Les adieux Pendant le voyage en train vers la caserne, le continuo des petites percussions rejoint l’autre thème musical, celui de l’histoire intime de l’enfant. Moment de bascule, où la Grande Histoire rattrape sa vie fragile. Pour ce thème de la vie fragile, Jacopo a placé un couple de micros quasiment dans le piano, afin d’obtenir un son aussi éloigné que possible du “pianisme virtuose“, comme si on entendait la respiration secrète de l’instrument. La clarinette, proche de la voix humaine, s’est imposée pour dialoguer avec le piano.

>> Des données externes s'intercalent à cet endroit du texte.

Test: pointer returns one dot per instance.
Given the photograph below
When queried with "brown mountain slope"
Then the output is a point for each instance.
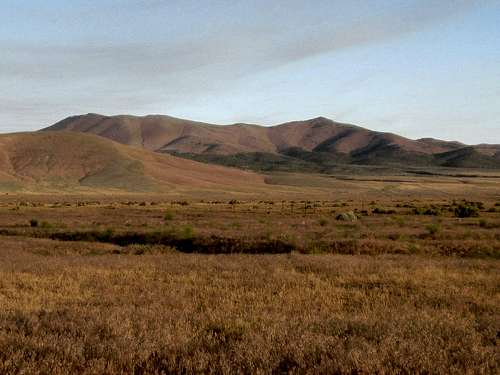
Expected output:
(318, 140)
(65, 161)
(164, 133)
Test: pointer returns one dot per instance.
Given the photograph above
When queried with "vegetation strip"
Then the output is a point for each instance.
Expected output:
(202, 245)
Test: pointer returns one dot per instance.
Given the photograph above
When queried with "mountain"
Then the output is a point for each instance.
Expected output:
(313, 145)
(65, 161)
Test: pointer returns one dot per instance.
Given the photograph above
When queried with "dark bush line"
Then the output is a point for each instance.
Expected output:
(203, 245)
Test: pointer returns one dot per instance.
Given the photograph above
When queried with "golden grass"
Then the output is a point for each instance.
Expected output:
(79, 307)
(251, 314)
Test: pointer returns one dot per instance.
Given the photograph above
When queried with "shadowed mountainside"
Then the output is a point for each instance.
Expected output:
(312, 145)
(64, 161)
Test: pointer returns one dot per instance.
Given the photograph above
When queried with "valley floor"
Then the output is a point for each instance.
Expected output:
(90, 285)
(238, 313)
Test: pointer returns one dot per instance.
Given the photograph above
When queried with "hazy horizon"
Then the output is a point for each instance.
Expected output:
(414, 68)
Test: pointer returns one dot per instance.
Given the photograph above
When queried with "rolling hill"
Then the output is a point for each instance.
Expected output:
(65, 161)
(313, 145)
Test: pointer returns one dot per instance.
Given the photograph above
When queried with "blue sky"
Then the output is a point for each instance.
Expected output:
(417, 67)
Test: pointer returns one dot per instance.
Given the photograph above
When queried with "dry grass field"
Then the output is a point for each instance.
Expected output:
(172, 284)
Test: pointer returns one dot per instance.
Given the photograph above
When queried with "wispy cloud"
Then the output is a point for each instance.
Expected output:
(234, 39)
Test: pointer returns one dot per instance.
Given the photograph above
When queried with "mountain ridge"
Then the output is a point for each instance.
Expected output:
(331, 141)
(66, 161)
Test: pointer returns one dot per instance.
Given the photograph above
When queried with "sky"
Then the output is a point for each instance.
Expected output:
(418, 68)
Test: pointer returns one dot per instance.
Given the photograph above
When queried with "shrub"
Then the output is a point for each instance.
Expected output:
(347, 216)
(378, 210)
(46, 225)
(466, 210)
(188, 232)
(433, 229)
(169, 215)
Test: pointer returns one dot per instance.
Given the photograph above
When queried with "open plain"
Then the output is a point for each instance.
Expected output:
(319, 274)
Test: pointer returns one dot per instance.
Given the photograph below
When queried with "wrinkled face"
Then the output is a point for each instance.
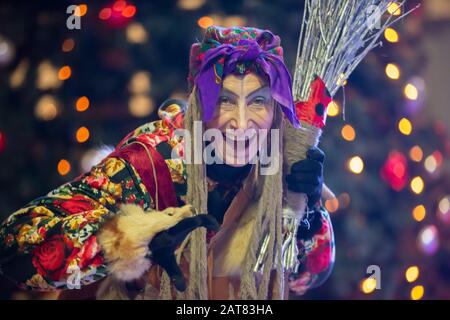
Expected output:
(244, 106)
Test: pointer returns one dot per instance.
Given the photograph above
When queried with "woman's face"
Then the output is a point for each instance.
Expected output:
(245, 106)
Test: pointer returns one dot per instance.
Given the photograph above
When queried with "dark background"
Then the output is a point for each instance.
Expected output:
(372, 215)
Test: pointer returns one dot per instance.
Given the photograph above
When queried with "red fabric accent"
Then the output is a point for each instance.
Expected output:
(314, 110)
(136, 155)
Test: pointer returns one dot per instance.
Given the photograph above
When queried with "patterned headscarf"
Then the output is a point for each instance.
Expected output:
(239, 50)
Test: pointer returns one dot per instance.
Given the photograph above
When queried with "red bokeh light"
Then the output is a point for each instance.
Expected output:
(395, 170)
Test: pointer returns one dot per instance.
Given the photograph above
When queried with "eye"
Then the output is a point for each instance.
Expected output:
(258, 102)
(226, 102)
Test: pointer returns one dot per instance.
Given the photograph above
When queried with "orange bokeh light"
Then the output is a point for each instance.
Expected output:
(64, 73)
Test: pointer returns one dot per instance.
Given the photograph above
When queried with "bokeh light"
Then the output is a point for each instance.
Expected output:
(412, 273)
(394, 8)
(391, 35)
(81, 10)
(64, 73)
(428, 240)
(392, 71)
(417, 185)
(356, 165)
(63, 167)
(82, 134)
(416, 153)
(368, 285)
(205, 22)
(443, 210)
(430, 163)
(419, 213)
(82, 104)
(405, 126)
(417, 292)
(190, 4)
(348, 133)
(333, 109)
(47, 108)
(411, 92)
(332, 205)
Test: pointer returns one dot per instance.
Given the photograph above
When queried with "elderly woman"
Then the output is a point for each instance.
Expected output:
(149, 221)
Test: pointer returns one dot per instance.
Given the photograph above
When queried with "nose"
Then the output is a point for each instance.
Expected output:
(241, 120)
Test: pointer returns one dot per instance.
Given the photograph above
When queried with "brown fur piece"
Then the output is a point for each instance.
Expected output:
(125, 237)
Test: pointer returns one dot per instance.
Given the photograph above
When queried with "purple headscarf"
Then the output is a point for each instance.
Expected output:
(239, 50)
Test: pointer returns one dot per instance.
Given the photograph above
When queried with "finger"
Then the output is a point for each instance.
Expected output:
(303, 188)
(307, 165)
(162, 240)
(185, 225)
(161, 220)
(305, 177)
(316, 154)
(209, 222)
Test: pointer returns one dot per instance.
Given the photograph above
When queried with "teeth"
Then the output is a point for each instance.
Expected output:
(237, 138)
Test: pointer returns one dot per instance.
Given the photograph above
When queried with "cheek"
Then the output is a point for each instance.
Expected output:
(218, 121)
(263, 118)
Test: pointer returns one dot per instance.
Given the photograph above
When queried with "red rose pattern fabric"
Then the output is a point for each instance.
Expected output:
(44, 243)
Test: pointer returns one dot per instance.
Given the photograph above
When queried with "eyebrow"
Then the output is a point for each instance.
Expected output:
(226, 91)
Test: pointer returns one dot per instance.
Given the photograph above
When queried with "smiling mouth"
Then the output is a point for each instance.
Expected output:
(234, 141)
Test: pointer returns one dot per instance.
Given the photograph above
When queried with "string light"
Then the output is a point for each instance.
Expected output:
(332, 205)
(82, 104)
(428, 240)
(190, 4)
(416, 153)
(81, 10)
(119, 5)
(205, 22)
(47, 108)
(64, 73)
(417, 292)
(412, 273)
(356, 165)
(391, 35)
(105, 13)
(444, 205)
(405, 126)
(392, 71)
(63, 167)
(82, 134)
(333, 109)
(430, 163)
(417, 185)
(443, 211)
(368, 285)
(348, 133)
(411, 92)
(394, 8)
(419, 212)
(129, 11)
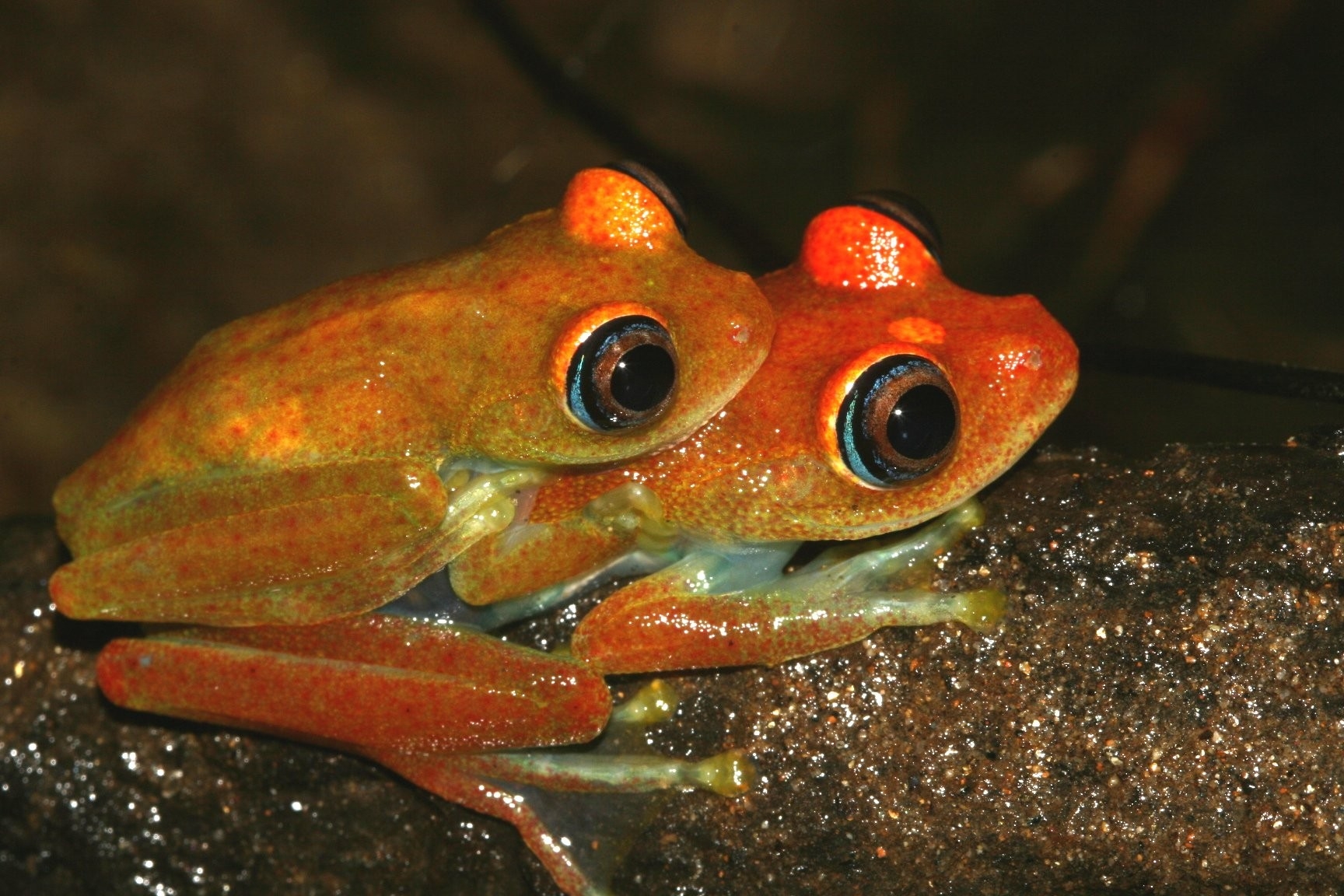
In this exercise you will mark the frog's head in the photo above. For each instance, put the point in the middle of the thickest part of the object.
(631, 340)
(890, 394)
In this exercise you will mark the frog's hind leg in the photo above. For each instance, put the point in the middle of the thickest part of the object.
(695, 615)
(577, 810)
(367, 684)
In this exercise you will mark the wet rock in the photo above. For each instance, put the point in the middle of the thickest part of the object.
(1163, 709)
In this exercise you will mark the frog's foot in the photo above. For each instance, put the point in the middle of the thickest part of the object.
(856, 565)
(577, 810)
(537, 567)
(679, 620)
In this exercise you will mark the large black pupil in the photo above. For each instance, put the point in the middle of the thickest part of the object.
(922, 422)
(642, 376)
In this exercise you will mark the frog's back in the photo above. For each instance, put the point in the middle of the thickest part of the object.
(321, 375)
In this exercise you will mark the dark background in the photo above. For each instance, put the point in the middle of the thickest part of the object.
(1160, 173)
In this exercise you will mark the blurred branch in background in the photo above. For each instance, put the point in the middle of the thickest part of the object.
(565, 93)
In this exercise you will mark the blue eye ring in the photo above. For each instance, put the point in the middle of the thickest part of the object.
(622, 375)
(898, 422)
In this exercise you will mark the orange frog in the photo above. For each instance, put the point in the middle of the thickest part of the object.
(317, 460)
(890, 395)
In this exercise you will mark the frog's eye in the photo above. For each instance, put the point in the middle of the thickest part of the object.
(621, 369)
(906, 212)
(898, 421)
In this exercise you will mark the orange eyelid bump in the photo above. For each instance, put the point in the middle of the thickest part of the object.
(856, 247)
(917, 330)
(578, 330)
(838, 389)
(612, 210)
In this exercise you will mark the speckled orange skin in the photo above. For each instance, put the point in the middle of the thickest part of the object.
(425, 700)
(764, 469)
(303, 443)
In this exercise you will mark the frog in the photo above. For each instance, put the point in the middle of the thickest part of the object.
(315, 460)
(889, 397)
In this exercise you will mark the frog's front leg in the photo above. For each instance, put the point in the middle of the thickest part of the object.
(714, 610)
(535, 567)
(296, 546)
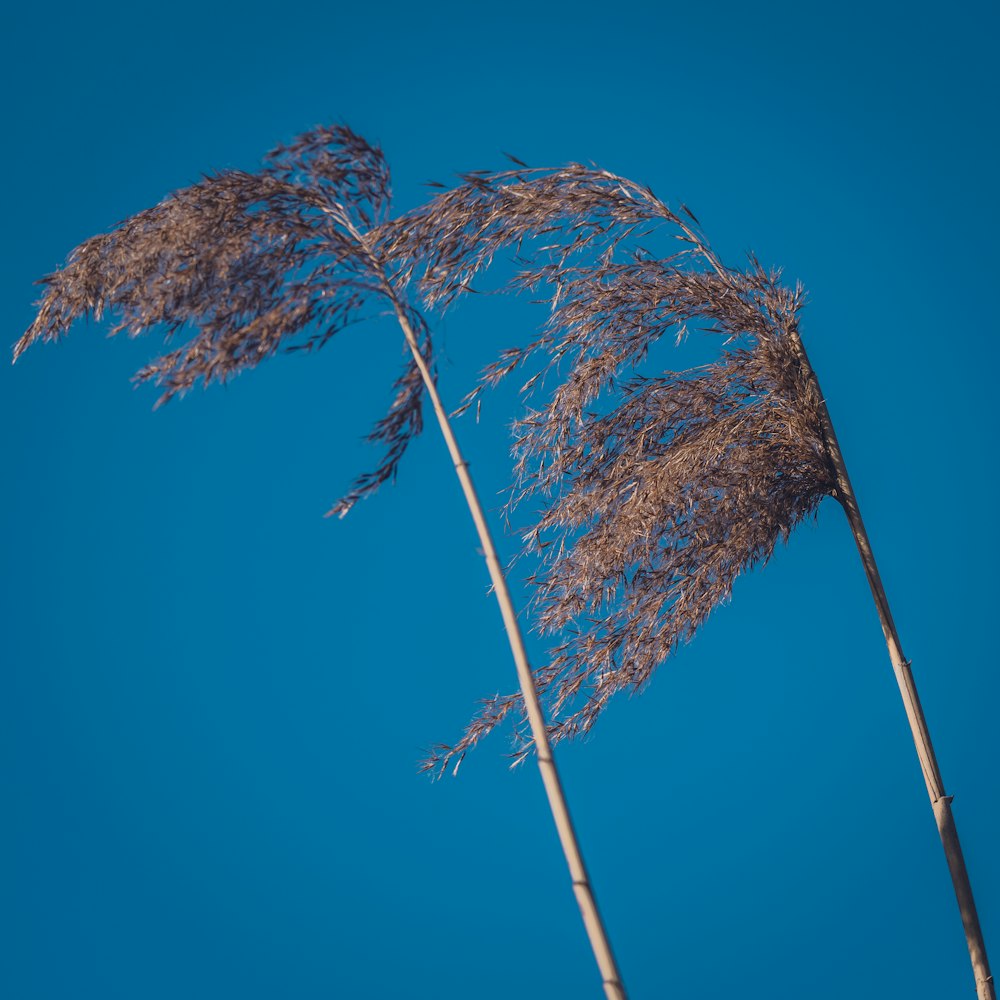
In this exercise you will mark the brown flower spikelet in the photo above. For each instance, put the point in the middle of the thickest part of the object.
(655, 493)
(250, 262)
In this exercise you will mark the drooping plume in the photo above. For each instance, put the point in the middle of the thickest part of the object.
(652, 493)
(247, 264)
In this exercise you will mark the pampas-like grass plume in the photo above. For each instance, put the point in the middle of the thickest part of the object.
(654, 493)
(286, 258)
(247, 264)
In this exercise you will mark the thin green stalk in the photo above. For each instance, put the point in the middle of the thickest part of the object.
(940, 801)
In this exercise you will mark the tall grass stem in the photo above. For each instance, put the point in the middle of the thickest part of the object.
(940, 801)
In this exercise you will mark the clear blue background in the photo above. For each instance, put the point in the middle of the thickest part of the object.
(214, 700)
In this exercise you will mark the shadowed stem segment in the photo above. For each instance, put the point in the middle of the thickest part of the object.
(940, 802)
(613, 986)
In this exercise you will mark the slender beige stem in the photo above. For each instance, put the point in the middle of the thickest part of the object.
(940, 802)
(613, 987)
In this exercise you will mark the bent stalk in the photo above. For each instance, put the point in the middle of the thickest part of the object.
(940, 802)
(614, 989)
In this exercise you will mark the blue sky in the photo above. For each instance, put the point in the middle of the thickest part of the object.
(215, 699)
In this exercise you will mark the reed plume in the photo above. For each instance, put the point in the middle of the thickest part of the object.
(250, 263)
(654, 492)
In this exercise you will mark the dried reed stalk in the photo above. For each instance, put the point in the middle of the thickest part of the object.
(253, 261)
(655, 492)
(940, 801)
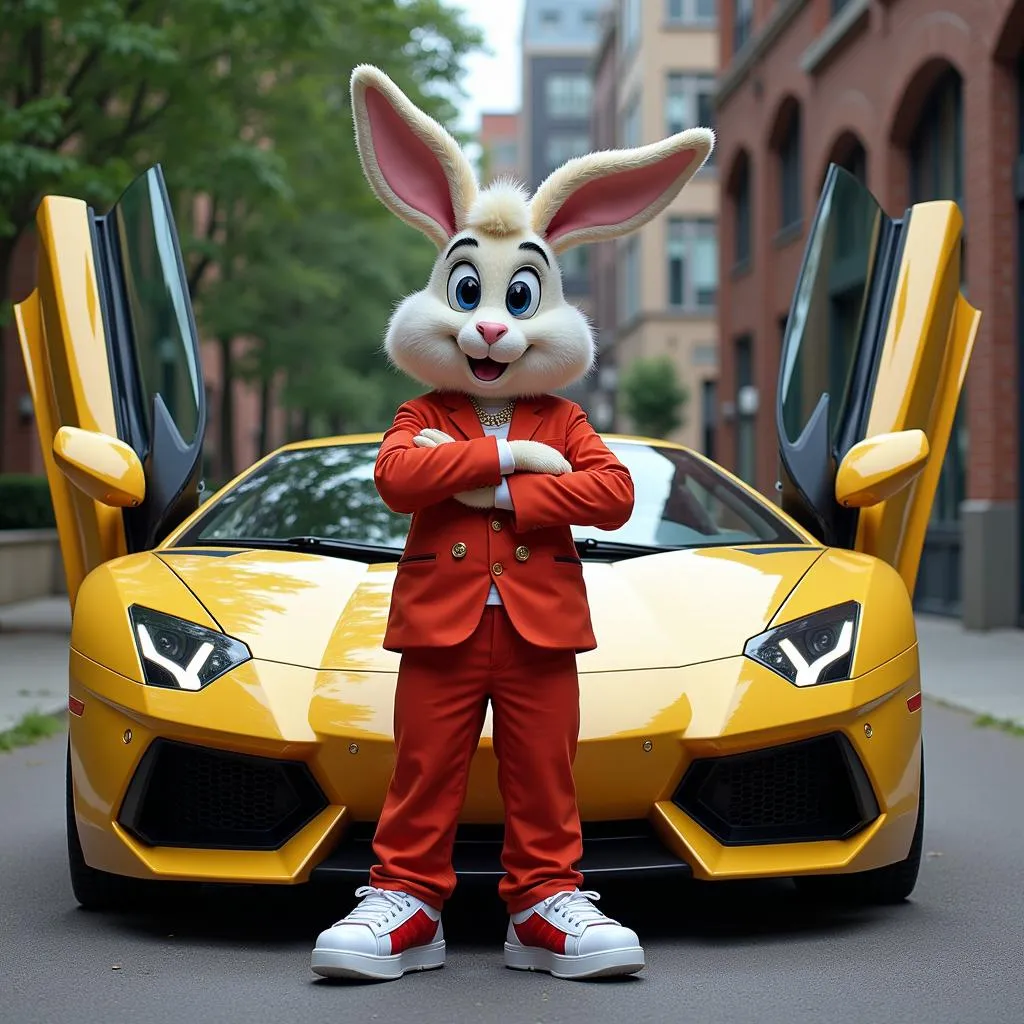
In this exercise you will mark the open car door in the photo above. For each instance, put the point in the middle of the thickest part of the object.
(877, 347)
(113, 360)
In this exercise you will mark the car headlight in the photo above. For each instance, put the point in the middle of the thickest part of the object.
(811, 650)
(182, 655)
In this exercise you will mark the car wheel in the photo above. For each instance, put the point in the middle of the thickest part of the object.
(882, 886)
(93, 890)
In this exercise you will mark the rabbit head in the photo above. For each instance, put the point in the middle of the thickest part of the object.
(493, 321)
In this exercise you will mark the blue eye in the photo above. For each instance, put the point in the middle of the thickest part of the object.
(464, 287)
(523, 295)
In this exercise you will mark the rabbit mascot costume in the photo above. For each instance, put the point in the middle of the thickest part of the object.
(489, 602)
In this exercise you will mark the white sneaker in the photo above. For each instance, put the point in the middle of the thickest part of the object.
(568, 937)
(386, 935)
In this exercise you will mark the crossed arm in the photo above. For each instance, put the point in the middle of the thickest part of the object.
(420, 466)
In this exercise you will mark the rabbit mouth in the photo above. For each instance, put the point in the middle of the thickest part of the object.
(486, 370)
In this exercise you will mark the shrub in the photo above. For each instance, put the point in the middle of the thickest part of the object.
(653, 396)
(25, 502)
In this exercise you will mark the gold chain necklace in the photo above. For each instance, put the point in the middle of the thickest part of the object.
(498, 419)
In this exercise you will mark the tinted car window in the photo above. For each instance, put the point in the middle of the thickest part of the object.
(158, 304)
(824, 327)
(329, 492)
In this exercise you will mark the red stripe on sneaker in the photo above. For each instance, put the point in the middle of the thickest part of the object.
(418, 931)
(535, 931)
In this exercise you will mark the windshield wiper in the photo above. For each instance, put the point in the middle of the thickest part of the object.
(312, 545)
(593, 546)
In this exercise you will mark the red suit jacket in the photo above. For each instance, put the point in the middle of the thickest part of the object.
(454, 553)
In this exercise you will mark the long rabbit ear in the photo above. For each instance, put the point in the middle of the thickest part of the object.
(606, 195)
(414, 166)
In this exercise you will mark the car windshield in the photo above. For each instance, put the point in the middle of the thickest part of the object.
(329, 493)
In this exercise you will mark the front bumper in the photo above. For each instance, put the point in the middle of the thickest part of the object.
(662, 782)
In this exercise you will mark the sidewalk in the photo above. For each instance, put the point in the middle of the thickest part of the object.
(33, 658)
(982, 673)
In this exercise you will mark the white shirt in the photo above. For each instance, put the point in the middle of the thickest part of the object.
(503, 497)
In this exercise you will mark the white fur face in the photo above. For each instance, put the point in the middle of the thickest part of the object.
(492, 322)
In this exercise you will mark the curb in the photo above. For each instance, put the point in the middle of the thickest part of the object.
(954, 704)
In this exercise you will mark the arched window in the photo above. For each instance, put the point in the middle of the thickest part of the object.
(739, 195)
(790, 176)
(937, 144)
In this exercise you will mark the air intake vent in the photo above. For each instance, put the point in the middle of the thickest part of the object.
(187, 796)
(804, 792)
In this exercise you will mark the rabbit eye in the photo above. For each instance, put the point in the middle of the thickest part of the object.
(464, 287)
(523, 295)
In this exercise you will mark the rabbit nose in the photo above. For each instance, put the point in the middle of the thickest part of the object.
(492, 332)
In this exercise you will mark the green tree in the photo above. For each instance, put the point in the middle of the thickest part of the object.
(246, 104)
(653, 396)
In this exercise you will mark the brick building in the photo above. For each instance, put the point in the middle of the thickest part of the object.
(922, 99)
(655, 290)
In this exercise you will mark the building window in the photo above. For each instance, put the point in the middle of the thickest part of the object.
(790, 172)
(564, 147)
(504, 156)
(709, 416)
(568, 96)
(688, 102)
(745, 424)
(629, 19)
(574, 263)
(741, 220)
(742, 23)
(629, 301)
(701, 12)
(937, 172)
(632, 129)
(692, 256)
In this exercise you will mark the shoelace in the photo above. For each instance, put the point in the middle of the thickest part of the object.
(577, 907)
(376, 907)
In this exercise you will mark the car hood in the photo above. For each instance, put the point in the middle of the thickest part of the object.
(660, 610)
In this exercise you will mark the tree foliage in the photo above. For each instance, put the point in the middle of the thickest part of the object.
(653, 396)
(246, 104)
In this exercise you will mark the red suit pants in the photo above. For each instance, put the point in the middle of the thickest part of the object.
(440, 701)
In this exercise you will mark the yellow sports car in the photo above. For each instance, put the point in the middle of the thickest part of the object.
(754, 706)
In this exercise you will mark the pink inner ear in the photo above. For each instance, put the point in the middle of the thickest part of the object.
(617, 198)
(408, 164)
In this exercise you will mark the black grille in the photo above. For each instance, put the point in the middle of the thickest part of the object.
(197, 797)
(611, 849)
(804, 792)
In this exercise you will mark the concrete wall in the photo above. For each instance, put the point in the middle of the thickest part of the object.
(30, 565)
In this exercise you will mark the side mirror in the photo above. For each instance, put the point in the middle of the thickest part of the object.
(880, 467)
(102, 467)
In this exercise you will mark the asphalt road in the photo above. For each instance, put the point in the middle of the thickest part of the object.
(715, 953)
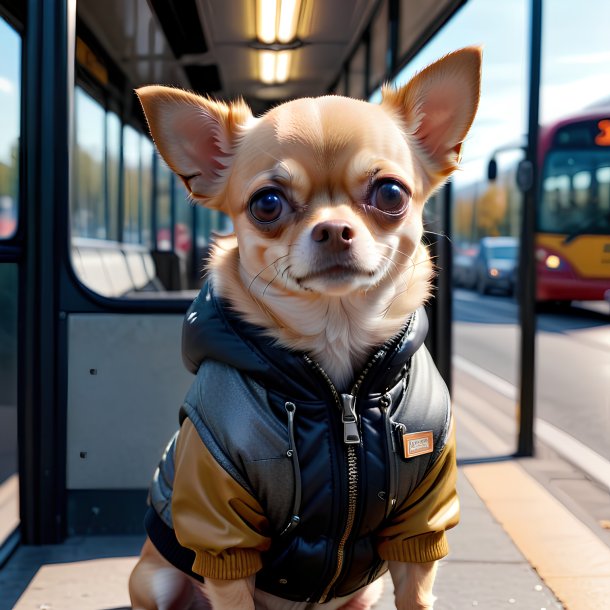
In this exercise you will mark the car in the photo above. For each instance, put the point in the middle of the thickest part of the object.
(496, 265)
(464, 265)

Un autre pays Les lucioles, après le poisson rouge, la tortue, le cachalot, sans oublier l’ostinato des grillons : je sais bien que si j’en avais eu les moyens, j’aurais transformé le film en Arche de Noë. (Pas de séquence sur les têtards ? Je m’y suis pris comme un manche !) « Il existe au coeur de l’enfance une disposition encyclopédiste sauvage qui est amour du monde. Le monde et la nature crépitent de partout, bruits et silences passionnants, phénomènes incompréhensibles et très beaux […] Élan premier, communication première avec les choses et les secrets, les mots science et poésie sont encore synonymes. » Pierre Péju – La petite fille dans la forêt des contes

Nuit d’attente Quand nous tournons la scène du mikado, Quentin (l’aîné) et Zacharie (le cadet) sont devenus amis malgré leur différence d’âge. Un tournage, ça rapproche ou ça clive, assez radicalement. Ce sont les enfants - leur énergie et en même temps leur patience inespérée - qui me permettent de tenir le coup en dépit de toutes les restrictions auxquelles nous voue l’économie du film. À quelque chose malheur est bon : Raymond Sarti à la déco et Caroline Tavernier aux costumes remplacent les moyens qui nous manquent par leur capacité de viser juste, d’aller à l’essentiel, ils font des miracles avec trois fois rien. Et avec Denis Freyd, nous pouvons conduire librement le film où nous le souhaitons.